Evaluating the alignment of privacy policies to NIST cybersecurity framework using Natural Language Processing and Deep Learning

Open Access
- Author:
- Chaudhary, Namrata
- Graduate Program:
- Data Analytics
- Degree:
- Master of Science
- Document Type:
- Master Thesis
- Date of Defense:
- March 15, 2021
- Committee Members:
- Adrian Sorin Barb, Thesis Advisor/Co-Advisor
Nil Hande Ergin, Committee Member
Guanghua Qiu, Committee Member
Colin Neill, Program Head/Chair - Keywords:
- Natural language processing
NLP
IoT Privacy Policy
NIST cybersecurity framework
BERT
ELMo
Word2Vec
Doc2Vec
text similarity
Privacy policy gaps - Abstract:
- With the growing need to convert urban areas into smart cities, the use of Information & Communications Technology has increased and tasks like sustainable energy utilization, law enforcement, traffic decongestion and waste management are handled efficiently using Internet of Things (IoT) devices.

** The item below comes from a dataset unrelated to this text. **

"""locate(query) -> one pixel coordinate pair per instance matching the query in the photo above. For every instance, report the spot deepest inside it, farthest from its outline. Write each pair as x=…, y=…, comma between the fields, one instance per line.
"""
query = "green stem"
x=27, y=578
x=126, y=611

These devices however give rise to various security and privacy concerns which makes it important to understand and identify any gaps in a device’s privacy policy. We chose to use the National Institute of Standards and Technology (NIST) cybersecurity framework as a benchmark resource in the IoT security and privacy domain and utilized deep learning algorithms to perform text similarity between sentences from an IoT device’s privacy document and functions and categories from NIST. A detailed quantitative evaluation using four pre-labelled, standard datasets helped us identify that a Siamese implementation of the Bidirectional Encoder representation from Transformers (BERT) algorithm performs best for the task of similarity on policy text. Based on the similarity scores obtained using BERT, we labelled each section of a privacy policy document where labels were NIST categories and functions. An aggregation of these resulting labels and scores helped us gain insights like: ~50% of all four policy documents talk about Protect domain, or that policy documents of Amazon Alexa and Apple IoT device contained gaps regarding the Recover domain whereas policies of Nest and August home device policies were relevant to Recover. The complete set of results entail how each NIST category was relevant to each of the privacy policies along with their proportion relevance.